Multi-layer perceptrons are in a class of machine learning models called neural networks. The term arose among early computer scientists who understood that vast numbers of highly-interconnected neurons comprised mammalian brains. They envisioned the benefits of simulating the operation of neurons in computers. Indeed, we are now seeing the power of neural networks to solve problems recently considered intractable. However, modern computer scientists do not claim that neural networks simulate brains with great fidelity.

In neural networks for machine learning, a neuron refers to a model that composes a linear combination of inputs with a nonlinear function. The logistic regression model is a simple neuron, but other nonlinear activation functions can be used for various applications. The parameters $\vec{\theta}$ are usually called the weights of the model, because the linear combination is a weighted sum of the inputs.

Neural networks can solve difficult problems with high accuracy when numerous neurons are organized in layers. The muli-layer perceptron is a simple example, having a feature layer and an output layer. Layers between the input and output are often called “hidden layers.” With notable exceptions, each layer generates output from values in the previous layer. Such networks are therefore called “feedforward neural networks.”

The number of layers, the number of neurons in each layer, and the choice of nonlinear functions are all hyperparameters of a neural network and comprise its architecture or topology.

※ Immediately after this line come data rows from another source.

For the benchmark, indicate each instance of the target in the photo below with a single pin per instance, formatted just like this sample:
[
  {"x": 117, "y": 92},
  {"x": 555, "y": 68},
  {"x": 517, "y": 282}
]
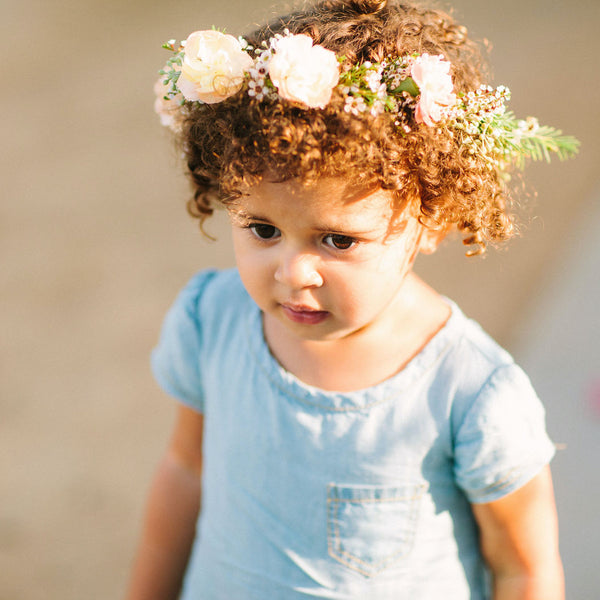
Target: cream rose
[
  {"x": 432, "y": 76},
  {"x": 302, "y": 72},
  {"x": 213, "y": 66}
]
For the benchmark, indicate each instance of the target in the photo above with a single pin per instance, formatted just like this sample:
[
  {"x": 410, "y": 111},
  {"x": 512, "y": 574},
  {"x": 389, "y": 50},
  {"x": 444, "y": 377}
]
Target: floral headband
[{"x": 211, "y": 66}]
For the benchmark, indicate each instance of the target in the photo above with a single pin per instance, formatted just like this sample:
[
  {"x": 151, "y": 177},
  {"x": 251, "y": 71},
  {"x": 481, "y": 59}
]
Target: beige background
[{"x": 95, "y": 243}]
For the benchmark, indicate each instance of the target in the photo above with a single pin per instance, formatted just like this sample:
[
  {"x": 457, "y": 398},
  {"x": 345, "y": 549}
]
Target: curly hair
[{"x": 231, "y": 145}]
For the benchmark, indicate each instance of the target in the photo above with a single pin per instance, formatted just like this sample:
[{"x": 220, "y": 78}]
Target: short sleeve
[
  {"x": 500, "y": 442},
  {"x": 176, "y": 360}
]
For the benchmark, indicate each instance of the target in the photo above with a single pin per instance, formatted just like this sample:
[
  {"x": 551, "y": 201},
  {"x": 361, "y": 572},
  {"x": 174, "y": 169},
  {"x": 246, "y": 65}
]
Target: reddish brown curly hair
[{"x": 231, "y": 145}]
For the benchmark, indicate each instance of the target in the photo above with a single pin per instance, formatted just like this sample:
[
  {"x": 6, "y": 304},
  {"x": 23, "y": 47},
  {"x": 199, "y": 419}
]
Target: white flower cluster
[{"x": 210, "y": 66}]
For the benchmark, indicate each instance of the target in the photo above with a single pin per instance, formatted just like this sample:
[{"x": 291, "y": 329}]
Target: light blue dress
[{"x": 362, "y": 495}]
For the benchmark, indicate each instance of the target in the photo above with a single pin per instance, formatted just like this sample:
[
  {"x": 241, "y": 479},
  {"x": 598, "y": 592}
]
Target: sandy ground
[{"x": 95, "y": 243}]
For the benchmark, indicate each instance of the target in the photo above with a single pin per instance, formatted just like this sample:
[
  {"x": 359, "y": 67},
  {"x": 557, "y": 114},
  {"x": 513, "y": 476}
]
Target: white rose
[
  {"x": 213, "y": 66},
  {"x": 303, "y": 72},
  {"x": 432, "y": 76}
]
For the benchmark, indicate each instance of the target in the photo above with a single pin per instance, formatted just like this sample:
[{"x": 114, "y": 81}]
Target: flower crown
[{"x": 210, "y": 66}]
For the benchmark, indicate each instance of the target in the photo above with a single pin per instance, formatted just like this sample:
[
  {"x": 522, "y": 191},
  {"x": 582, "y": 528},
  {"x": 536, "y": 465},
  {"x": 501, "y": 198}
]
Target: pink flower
[
  {"x": 432, "y": 76},
  {"x": 303, "y": 72}
]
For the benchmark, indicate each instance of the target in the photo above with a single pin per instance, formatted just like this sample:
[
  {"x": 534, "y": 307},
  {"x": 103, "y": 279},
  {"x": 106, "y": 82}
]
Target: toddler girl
[{"x": 343, "y": 430}]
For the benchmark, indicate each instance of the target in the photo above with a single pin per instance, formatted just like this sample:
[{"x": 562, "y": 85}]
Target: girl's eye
[
  {"x": 339, "y": 242},
  {"x": 264, "y": 231}
]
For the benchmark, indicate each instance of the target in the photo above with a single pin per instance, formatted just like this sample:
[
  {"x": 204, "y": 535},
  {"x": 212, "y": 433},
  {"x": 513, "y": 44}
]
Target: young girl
[{"x": 343, "y": 430}]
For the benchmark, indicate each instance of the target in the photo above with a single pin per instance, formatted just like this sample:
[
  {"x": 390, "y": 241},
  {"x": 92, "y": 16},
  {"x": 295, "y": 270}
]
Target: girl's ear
[{"x": 431, "y": 239}]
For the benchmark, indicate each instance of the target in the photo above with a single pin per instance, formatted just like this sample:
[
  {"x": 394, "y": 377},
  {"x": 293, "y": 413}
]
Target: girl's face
[{"x": 321, "y": 261}]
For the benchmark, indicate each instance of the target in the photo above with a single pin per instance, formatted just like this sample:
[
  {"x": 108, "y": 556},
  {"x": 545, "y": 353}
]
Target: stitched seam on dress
[{"x": 336, "y": 551}]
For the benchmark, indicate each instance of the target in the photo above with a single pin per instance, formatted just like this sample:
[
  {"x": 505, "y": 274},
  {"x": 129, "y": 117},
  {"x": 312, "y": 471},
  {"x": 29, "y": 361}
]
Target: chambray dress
[{"x": 363, "y": 495}]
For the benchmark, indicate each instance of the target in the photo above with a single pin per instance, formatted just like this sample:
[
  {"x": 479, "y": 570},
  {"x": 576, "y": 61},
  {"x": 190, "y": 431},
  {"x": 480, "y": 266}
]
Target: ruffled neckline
[{"x": 363, "y": 399}]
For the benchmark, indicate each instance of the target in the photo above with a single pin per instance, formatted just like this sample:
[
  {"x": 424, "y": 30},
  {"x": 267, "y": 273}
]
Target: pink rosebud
[{"x": 432, "y": 76}]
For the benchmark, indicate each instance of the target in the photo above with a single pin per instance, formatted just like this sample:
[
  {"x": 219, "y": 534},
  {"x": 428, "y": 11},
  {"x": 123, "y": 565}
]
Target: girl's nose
[{"x": 298, "y": 270}]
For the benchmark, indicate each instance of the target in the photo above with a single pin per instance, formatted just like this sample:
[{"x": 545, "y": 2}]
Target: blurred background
[{"x": 95, "y": 243}]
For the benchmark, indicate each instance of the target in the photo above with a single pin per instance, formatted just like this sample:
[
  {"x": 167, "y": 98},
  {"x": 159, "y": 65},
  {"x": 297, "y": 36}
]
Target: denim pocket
[{"x": 371, "y": 527}]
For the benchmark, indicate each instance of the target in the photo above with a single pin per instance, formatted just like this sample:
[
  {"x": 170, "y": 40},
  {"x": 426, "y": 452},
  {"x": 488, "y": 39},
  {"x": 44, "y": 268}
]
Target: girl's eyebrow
[{"x": 244, "y": 215}]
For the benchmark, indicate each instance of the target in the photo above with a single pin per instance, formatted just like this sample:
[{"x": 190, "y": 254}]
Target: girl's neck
[{"x": 368, "y": 357}]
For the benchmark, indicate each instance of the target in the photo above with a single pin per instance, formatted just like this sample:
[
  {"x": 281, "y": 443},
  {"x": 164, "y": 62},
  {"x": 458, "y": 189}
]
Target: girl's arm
[
  {"x": 519, "y": 541},
  {"x": 171, "y": 513}
]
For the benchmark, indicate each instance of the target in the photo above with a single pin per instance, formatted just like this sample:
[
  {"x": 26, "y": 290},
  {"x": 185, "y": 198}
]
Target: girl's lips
[{"x": 304, "y": 315}]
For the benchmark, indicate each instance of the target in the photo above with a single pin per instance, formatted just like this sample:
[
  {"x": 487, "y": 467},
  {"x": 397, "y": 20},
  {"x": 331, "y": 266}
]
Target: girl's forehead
[
  {"x": 327, "y": 193},
  {"x": 328, "y": 204}
]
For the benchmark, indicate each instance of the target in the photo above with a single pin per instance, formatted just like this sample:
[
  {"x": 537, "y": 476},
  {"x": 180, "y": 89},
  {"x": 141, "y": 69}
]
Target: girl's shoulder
[{"x": 211, "y": 289}]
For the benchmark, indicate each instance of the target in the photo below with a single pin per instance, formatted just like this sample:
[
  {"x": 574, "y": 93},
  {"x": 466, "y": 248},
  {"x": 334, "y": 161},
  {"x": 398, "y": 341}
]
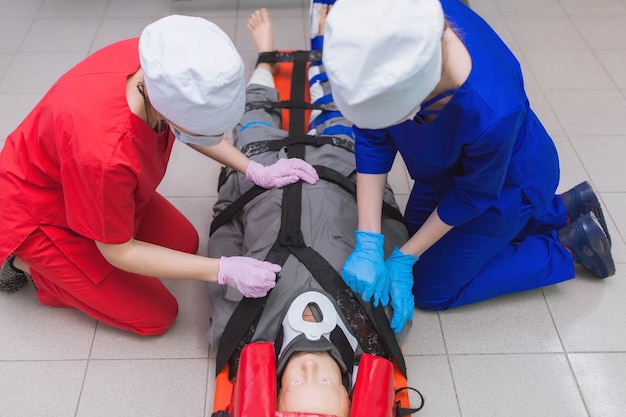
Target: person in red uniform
[{"x": 79, "y": 211}]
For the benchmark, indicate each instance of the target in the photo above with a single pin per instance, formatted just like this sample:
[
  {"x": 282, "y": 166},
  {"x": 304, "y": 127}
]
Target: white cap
[
  {"x": 383, "y": 58},
  {"x": 193, "y": 74}
]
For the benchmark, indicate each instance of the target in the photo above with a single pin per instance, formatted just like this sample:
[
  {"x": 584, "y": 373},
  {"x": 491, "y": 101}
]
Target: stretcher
[{"x": 380, "y": 387}]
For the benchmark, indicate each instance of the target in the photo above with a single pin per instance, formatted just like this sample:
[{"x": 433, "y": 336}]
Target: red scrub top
[{"x": 81, "y": 160}]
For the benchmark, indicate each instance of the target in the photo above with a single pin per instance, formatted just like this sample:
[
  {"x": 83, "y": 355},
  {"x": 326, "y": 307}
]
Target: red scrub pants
[{"x": 88, "y": 283}]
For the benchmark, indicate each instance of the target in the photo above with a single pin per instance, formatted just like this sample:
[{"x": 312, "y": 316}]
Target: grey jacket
[{"x": 328, "y": 220}]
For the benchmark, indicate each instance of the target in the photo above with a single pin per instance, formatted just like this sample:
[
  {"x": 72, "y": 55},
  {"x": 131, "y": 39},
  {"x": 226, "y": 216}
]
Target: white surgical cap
[
  {"x": 383, "y": 58},
  {"x": 193, "y": 74}
]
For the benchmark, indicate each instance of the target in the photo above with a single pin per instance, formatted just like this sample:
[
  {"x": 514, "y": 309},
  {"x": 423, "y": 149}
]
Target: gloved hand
[
  {"x": 364, "y": 270},
  {"x": 400, "y": 272},
  {"x": 251, "y": 277},
  {"x": 281, "y": 173}
]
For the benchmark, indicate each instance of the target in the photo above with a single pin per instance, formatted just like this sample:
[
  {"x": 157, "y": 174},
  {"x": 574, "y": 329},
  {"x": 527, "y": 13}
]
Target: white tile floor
[{"x": 552, "y": 352}]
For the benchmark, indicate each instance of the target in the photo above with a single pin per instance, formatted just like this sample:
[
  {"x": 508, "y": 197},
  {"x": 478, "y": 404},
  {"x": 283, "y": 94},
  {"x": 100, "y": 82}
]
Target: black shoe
[
  {"x": 581, "y": 200},
  {"x": 11, "y": 278},
  {"x": 589, "y": 244}
]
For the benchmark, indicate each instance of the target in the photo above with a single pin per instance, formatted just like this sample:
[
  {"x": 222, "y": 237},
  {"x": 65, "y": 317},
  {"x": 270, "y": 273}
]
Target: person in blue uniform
[{"x": 435, "y": 83}]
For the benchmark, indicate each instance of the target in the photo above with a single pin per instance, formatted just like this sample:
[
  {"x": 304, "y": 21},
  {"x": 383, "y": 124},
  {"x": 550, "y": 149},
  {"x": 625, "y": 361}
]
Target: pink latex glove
[
  {"x": 281, "y": 173},
  {"x": 251, "y": 277}
]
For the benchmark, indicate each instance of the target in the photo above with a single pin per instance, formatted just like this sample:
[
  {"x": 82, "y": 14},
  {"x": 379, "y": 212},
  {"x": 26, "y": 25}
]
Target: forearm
[
  {"x": 226, "y": 154},
  {"x": 370, "y": 189},
  {"x": 431, "y": 231},
  {"x": 157, "y": 261}
]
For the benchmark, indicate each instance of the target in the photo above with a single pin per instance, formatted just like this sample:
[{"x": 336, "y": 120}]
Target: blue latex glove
[
  {"x": 364, "y": 270},
  {"x": 400, "y": 272}
]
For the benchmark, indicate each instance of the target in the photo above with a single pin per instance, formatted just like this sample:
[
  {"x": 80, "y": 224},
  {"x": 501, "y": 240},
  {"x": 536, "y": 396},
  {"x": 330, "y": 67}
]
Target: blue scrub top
[{"x": 485, "y": 155}]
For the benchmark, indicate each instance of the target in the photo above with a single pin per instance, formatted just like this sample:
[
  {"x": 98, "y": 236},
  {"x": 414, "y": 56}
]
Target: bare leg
[{"x": 261, "y": 28}]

The process of calculating the output of a neural network from a given input is frequently called forward propagation, because calculations flow forward from the inputs, through intermediate layers, to the output.

The process of adjusting the parameters during training is frequently called backward propagation or “backprop,” because calculations can be envisioned to start with differences between the model output and the training output, and then flow backward.

Neural networks with three or more layers are called “deep neural networks.” They were time consuming to study and train before the advent of modern computers and fast linear algebra libraries, because of the large number of calculations involved. However, it is deep neural networks that have spawned resurgent interest in artificial intelligence by their ability to solve computer vision, speech recognition and other types of problems.